The code in Numpy and cv2 style:

def reproject_with_depth(img_ref, depth_ref, intrinsics_ref, extrinsics_ref, intrinsics_src, extrinsics_src):
    width, height = depth_ref.shape[1], depth_ref.shape[0]

    x_ref, y_ref = np.meshgrid(np.arange(0, width), np.arange(0, height))
    x_ref, y_ref = x_ref.reshape([-1]), y_ref.reshape([-1])
    xyz_ref = np.matmul(np.linalg.inv(intrinsics_src),
                        np.vstack((x_ref, y_ref, np.ones_like(x_ref))) * depth_ref.reshape([-1]))    
    xyz_src = np.matmul(np.matmul(extrinsics_ref, np.linalg.inv(extrinsics_src)),
                        np.vstack((xyz_ref, np.ones_like(x_ref))))[:3]
    K_xyz_src = np.matmul(intrinsics_ref, xyz_src)
    xy_src = K_xyz_src[:2] / K_xyz_src[2:3]

    x_src = xy_src[0].reshape([height, width]).astype(np.float32)
    y_src = xy_src[1].reshape([height, width]).astype(np.float32)
    sampled_depth_src = cv2.remap(depth_ref, x_src, y_src, interpolation=cv2.INTER_LINEAR)
    sampled_img_src = cv2.remap(img_ref, x_src, y_src, interpolation=cv2.INTER_LINEAR)

    return sampled_depth_src, sampled_img_src

And this is the translation into torch style:

def reproject_with_depth(img_ref, depth_ref, intrinsics_ref, extrinsics_ref, intrinsics_src, extrinsics_src):
    B, width, height = depth_ref.shape[0], depth_ref.shape[2], depth_ref.shape[1]

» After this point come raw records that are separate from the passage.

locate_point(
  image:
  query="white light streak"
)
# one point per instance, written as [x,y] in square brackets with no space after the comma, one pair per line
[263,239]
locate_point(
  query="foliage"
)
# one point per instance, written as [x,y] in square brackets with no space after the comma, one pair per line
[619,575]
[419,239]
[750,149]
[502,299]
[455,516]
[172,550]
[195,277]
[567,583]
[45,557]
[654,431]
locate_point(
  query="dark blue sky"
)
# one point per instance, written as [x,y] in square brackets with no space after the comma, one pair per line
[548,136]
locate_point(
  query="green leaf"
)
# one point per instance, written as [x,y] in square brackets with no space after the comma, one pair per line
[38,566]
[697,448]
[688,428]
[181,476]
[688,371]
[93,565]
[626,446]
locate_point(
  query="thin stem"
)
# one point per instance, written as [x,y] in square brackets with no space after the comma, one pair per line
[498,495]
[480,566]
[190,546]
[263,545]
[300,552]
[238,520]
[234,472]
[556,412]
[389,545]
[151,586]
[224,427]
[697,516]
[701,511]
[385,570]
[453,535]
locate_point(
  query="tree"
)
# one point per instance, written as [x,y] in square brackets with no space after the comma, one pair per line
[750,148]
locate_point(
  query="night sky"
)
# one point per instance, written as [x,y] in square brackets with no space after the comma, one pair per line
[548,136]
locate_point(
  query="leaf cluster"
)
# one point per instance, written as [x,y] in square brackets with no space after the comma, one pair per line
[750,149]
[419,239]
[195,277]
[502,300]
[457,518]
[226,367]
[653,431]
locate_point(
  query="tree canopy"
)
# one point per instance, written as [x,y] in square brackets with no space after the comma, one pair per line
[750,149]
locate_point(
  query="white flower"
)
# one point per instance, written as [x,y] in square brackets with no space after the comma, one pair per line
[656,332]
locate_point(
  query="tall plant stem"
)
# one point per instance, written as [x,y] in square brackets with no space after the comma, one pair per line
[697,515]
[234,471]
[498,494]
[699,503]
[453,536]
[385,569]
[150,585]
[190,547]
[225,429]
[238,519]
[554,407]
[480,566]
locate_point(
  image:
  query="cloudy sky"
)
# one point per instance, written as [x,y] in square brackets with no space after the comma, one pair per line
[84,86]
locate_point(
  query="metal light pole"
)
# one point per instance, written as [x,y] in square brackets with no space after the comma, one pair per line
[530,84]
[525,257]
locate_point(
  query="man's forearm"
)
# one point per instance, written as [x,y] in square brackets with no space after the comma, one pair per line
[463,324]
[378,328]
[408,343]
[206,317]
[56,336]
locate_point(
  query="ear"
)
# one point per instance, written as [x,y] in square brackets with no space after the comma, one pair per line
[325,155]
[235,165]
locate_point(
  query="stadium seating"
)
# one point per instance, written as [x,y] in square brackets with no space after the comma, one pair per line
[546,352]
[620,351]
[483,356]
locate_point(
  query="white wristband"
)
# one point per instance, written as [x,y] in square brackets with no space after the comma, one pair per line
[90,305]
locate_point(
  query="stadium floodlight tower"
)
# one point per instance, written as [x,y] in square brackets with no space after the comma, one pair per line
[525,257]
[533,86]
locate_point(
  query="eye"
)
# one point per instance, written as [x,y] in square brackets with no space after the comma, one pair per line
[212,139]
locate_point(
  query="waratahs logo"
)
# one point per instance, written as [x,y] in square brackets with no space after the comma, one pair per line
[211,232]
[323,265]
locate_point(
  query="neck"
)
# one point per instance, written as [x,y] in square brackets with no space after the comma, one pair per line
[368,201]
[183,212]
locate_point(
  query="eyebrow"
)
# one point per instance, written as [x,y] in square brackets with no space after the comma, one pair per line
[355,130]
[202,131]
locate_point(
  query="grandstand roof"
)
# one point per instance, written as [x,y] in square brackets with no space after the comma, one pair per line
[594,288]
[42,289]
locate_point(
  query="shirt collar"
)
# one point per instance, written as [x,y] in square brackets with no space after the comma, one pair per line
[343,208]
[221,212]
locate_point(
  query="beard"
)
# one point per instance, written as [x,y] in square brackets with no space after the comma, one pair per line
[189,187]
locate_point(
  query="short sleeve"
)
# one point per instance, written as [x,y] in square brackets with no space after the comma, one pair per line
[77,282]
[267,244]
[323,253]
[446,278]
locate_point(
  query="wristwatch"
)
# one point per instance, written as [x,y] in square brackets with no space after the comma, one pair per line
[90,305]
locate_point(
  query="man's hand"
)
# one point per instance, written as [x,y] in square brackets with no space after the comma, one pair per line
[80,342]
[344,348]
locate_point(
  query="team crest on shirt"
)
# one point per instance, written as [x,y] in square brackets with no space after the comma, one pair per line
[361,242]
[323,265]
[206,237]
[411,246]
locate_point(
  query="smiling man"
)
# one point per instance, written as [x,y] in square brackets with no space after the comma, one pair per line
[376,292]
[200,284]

    y_ref, x_ref = torch.meshgrid([torch.arange(0, height, dtype=torch.float32, device=depth_ref.device), torch.arange(0, width, dtype=torch.float32, device=depth_ref.device)])
    y_ref, x_ref = y_ref.contiguous(), x_ref.contiguous()
    x_ref, y_ref = x_ref.reshape([-1]), y_ref.reshape([-1])
    # reference 3D space
    xyz_ref = torch.matmul(torch.inverse(intrinsics_src),
                        torch.stack((x_ref, y_ref, torch.ones_like(x_ref))).unsqueeze(0).repeat(B, 1, 1) * depth_ref.reshape([B, 1, -1]))
    xyz_src = torch.matmul(torch.matmul(extrinsics_ref, torch.inverse(extrinsics_src)),
              [xyz_ref, torch.ones_like(x_ref).unsqueeze(0).repeat(B,1,1)], dim=1))[:,:3]
    K_xyz_src = torch.matmul(intrinsics_ref, xyz_src)
    xy_src = K_xyz_src[:, :2] / K_xyz_src[:, 2:3]

    x_src = xy_src[:, 0].reshape([B, height, width]).float()
    y_src = xy_src[:, 1].reshape([B, height, width]).float()

    grid = torch.stack((x_src/((width-1)/2)-1, y_src/((height-1)/2)-1), dim=3)
    sampled_depth_src = F.grid_sample(depth_ref.unsqueeze(1), grid.view(B, height, width, 2), mode='bilinear', padding_mode='zeros').squeeze(1)
    sampled_img_src = F.grid_sample(img_ref, grid.view(B, height, width, 2), mode='bilinear', padding_mode='zeros')

    return sampled_depth_src, sampled_img_src

The essential translation principles you should obey I think:

  • You should consider the batch channel B in torch style. And the device parameter is also the case.
  • The position sampling in the torch should be mapped into [-1, 1], hence, you should use /((width-1)/2)-1 for x-axis and /((height-1)/2)-1) for y-axis.

I hope it will be helpful to you. :slight_smile:

1 Like

Remap is implemented in Kornia

You also have all the utils needed for the depth stuff

Thank you very much! It’s very helpful.